Shyama (श्यामा)

Introdução

Shyama (sânscrito: श्यामा) é a tonalidade do azul-escuro profundo, quase negro, que evoca a imensidão do céu noturno e das águas abissais. No Śākta Tantra, o Shyama Varnah é a cor do Infinito. É o segredo da Deusa que reside além das formas manifestadas, representando o mistério que sustenta o universo, o vazio que contém todas as possibilidades e a transcendência que absorve todo o sofrimento.

Significado da Palavra

Shyama = azul-escuro, negro-azulado, escuro, o que é belo e profundo.
“A vibração da totalidade incompreensível, representando a paz do abismo, o silêncio da noite cósmica e a beleza que se esconde na ausência de definição.”

Localização e Atributos

  • Elemento: Ākāśa (Éter original, o espaço primordial)
  • Chakra principal: Ājñā (a percepção do ilimitado) e Sahasrāra (o mergulho na consciência).
  • Sentido: Percepção do Infinito (a intuição que transcende os sentidos).
  • Estado Mental: Gambhīratā (Profundidade absoluta, absorção, êxtase silencioso).
  • Qualidade: Transcendente, absorvente, infinita, protetora e silenciosa.

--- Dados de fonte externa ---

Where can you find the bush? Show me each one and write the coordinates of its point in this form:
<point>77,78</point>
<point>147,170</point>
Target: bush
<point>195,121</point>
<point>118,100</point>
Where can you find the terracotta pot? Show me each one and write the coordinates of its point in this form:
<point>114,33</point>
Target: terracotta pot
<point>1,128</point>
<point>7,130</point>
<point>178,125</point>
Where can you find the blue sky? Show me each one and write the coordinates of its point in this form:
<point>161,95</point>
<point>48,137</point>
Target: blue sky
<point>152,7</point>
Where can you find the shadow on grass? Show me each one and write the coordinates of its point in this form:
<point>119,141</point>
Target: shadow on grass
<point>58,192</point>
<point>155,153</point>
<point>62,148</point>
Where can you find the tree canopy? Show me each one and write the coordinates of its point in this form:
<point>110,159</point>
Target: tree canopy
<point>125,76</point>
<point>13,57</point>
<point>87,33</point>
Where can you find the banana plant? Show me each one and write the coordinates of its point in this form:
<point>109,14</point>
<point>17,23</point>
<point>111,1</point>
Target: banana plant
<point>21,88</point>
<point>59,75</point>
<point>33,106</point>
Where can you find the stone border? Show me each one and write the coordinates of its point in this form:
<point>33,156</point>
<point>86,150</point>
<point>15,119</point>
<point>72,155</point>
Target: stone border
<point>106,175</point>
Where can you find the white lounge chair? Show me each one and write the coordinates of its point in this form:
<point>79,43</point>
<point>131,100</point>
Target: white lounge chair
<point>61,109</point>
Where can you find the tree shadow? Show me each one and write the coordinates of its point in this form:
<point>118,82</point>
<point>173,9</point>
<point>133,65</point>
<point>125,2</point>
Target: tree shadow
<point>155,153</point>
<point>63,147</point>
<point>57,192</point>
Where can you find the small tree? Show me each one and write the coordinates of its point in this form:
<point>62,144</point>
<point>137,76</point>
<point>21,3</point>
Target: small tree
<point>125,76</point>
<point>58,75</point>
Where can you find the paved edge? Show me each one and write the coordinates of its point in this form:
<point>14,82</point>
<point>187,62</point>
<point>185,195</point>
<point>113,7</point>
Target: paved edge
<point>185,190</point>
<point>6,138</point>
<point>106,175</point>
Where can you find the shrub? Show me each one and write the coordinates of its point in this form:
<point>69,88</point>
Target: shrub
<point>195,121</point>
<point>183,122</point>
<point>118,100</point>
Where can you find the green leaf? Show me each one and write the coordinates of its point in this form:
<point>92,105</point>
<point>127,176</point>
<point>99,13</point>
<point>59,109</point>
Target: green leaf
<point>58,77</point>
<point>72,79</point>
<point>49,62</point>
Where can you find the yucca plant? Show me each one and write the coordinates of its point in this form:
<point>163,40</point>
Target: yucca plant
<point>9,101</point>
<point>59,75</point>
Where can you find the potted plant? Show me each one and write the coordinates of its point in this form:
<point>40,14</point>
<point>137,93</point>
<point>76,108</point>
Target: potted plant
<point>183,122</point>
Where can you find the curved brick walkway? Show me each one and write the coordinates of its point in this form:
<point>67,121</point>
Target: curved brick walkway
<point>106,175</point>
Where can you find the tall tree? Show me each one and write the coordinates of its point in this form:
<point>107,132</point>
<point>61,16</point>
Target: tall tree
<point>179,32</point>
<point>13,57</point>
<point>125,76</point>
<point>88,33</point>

A Visão Śākta: A Beleza do Desconhecido

No Śākta Tantra, Shyama é a cor da *Kālī* em Seu aspecto de *Tripurā*, a energia que dissolve tudo para retornar ao estado de Unidade. Meditar nesta cor é mergulhar na própria fonte de onde emergem todas as formas. O azul-escuro de Shyama não é a escuridão da ausência, mas a plenitude de uma luz tão vasta e brilhante que nossos olhos mortais a percebem como escuridão.

Divindades e Manifestações de Shyama

  • Shyāmā Devī: A forma da Deusa que é o coração da noite, representando o repouso final de todas as almas.
  • O Azul do Absoluto: Muitas divindades supremas são descritas com a cor Shyama para indicar que Sua natureza é incomensurável e eterna.
  • A Proteção no Mistério: Shyama representa o acolhimento da Deusa na escuridão do desconhecido, onde o buscador encontra refúgio contra o medo.

A Alquimia da Consagração no Corpo Sutil

  1. Absorção do Ego: Visualizar a cor Shyama como um oceano que dissolve todas as definições pessoais, permitindo que o sadhaka se sinta um com o Todo.
  2. Silenciamento Mental: O uso mental desta cor ajuda a acalmar o agitado mar das emoções, trazendo a estabilidade das profundezas oceânicas.
  3. Conexão com a Origem: Meditar em Shyama é sintonizar-se com a quietude que existe antes da criação, recuperando a paz inata que nunca foi afetada pelos eventos da vida.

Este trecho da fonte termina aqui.